Some things just can’t be announced to the world on LinkedIn.
This leads us to the second issue:
You are not actively, consistently, and deliberately growing your professional and personal network outside of prospecting.
This is why you might stay at a job too long when you know you should leave.
It’s easy to do because all your “friends” work there. And this is also why you don’t see more opportunities to advance because you and your “friends” know all the same people. Things are a little too insular.
And that’s why you might find yourself with your “friends” again at a new company.
Because they know you. And it’s not that working with your friends is bad, in fact sometimes it’s a great advantage. But if you’re trying to beat the odds and accelerate your career, you’ll need to broaden your horizons.
But focusing on expanding your network doesn’t mean you’ll always get something out of it.
You have to give to a network too. You have to invest a little time in building relationships. Sure, this sounds simple and fundamental. And maybe you’re thinking you don’t have time to devote to networking outside of the prospecting you’re already doing.
But building your network is 100% one of the best things you can do.

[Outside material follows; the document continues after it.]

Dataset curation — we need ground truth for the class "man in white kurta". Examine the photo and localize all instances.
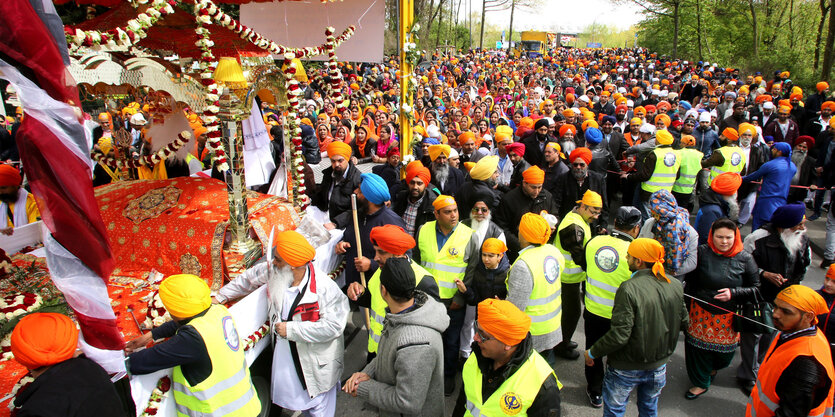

You’ll give your future self an advantage should you ever become laid-off, or need a role quickly for whatever reason. When it comes to business, your network, the “thin ties,” of connections you make that aren’t in your everyday circle, are most likely to help you advance your career. (The Strength of Weak Ties, Mark Granovetter)
So, honor the principle, and keep accepting invite connections.
Strike up new conversations with people you don’t want anything from. Think about inviting your suggested contacts to connect. Consider calling a few connections that aren’t prospects to introduce yourself.
And if you focus on building your network a little each day—outside of the prospecting and selling you’re already doing, you’ll have a good chance of at least getting a shot at some of the most competitive sales and sales leadership roles out there today.